Bernstein was born on January 6, 1850, in Berlin, Germany, into a family of a locomotive driver of Jewish descent. After dropping out of high school in 1866, Bernstein was an apprenticeship for a period of time, then worked as a clerk in a bank until 1878. During the Franco-Prussian War of 1870–1871, he took part in the Social Democratic movement, and in 1872, he joined Social Democratic Workers’ Party of Germany and became its member, and was deeply influenced by the thoughts of Lassalle and Dühring. In 1878, Bernstein resigned from his position as a bank clerk and went to Switzerland to serve as Karl Höchberg’s private secretary. In 1879, together with Höchberg and Schramm, he published in the Yearbook for Socialist Science and Politics an article entitled The Socialist Movement in Germany in Retrospect, which publicly advocated a change in the nature of the Socialist Workers’ Party of Germany (SAP) to become a party of “all men filled with true love of humanity”, and called for abandoning the revolutionary struggle and adopting a line of compromise with the bourgeoisie, which was criticized by Marx and Engels. In 1880, he met Marx and Engels and became a proponent of scientific socialism under the influence of Engels. From 1881 to 1890, Bernstein served as editor of the organ of the Social Democratic Party of Germany, Der Sozialdemokrat.
From 1896 to 1898, Bernstein published six articles in Die Neue Zeit under the general title “Problems of Socialism” attempted to revise Marxism, and became the founder of revisionist theory. His revisionist viewpoints find a concentrated embodiment in two articles: “General Remarks on Utopianism and Eclecticism” and “The Realistic and the Ideological Moments in Socialism”. In 1899, he published the book The Premises of Socialism and the Tasks of the Social Democracy (published in English as Evolutionary Socialism), in which he expounded on his revisionist and social-reformist theories in a concentrated manner. In this book, Bernstein called into question Marx’s predictions of continuous concentration of industries and continuous deepening of economic crises as well as Marx’s theory of the pauperization of the proletariat, opposed violent revolution and the dictatorship of the proletariat, and put forward the reformist tactic of reshaping the state through the continuous expansion of the political and economic rights of the working class in a gradual movement towards democracy, attempted to change Marxism into a reformist theory and had a bad impact on the international communist movement.
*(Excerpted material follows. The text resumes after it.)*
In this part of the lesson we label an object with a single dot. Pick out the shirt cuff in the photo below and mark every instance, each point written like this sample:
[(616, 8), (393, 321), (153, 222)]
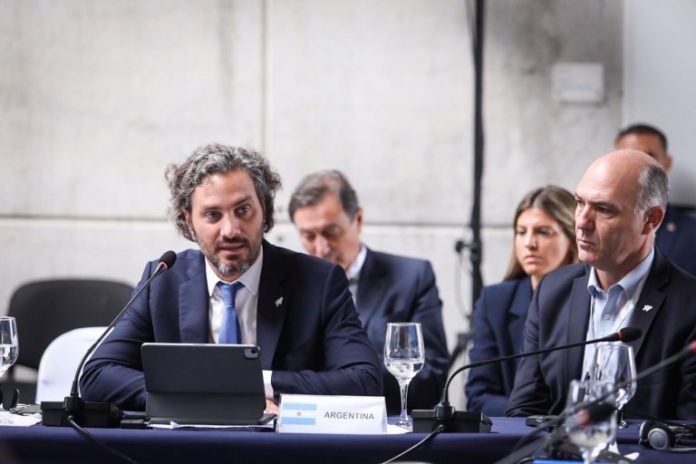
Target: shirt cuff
[(267, 387)]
In February 1901, Bernstein returned to Germany and continued to attack Marxism and preach revisionism. In 1902, he was elected to the Reichstag and served to the end of World War I. During World War I, he took a chauvinist stance and supported the imperialist war. After the German November Revolution of 1918, Bernstein served as Assistant Secretary to the Reich Treasury for the German bourgeois government and became an accomplice to Scheidemann and his ilk. In the spring of 1921, Bernstein gave a lecture at the University of Berlin on “Historical and Contemporary Disputes within Socialism” at the University of Berlin, the manuscripts of which were published under the title Socialism Past and Present at the end of 1921. The book systematically revised and distorted Marxism and continued to advocate that capitalism could peacefully grow into socialism, and opposed the proletarian revolution and the dictatorship of the proletariat. On December 18, 1932, Bernstein died in Berlin.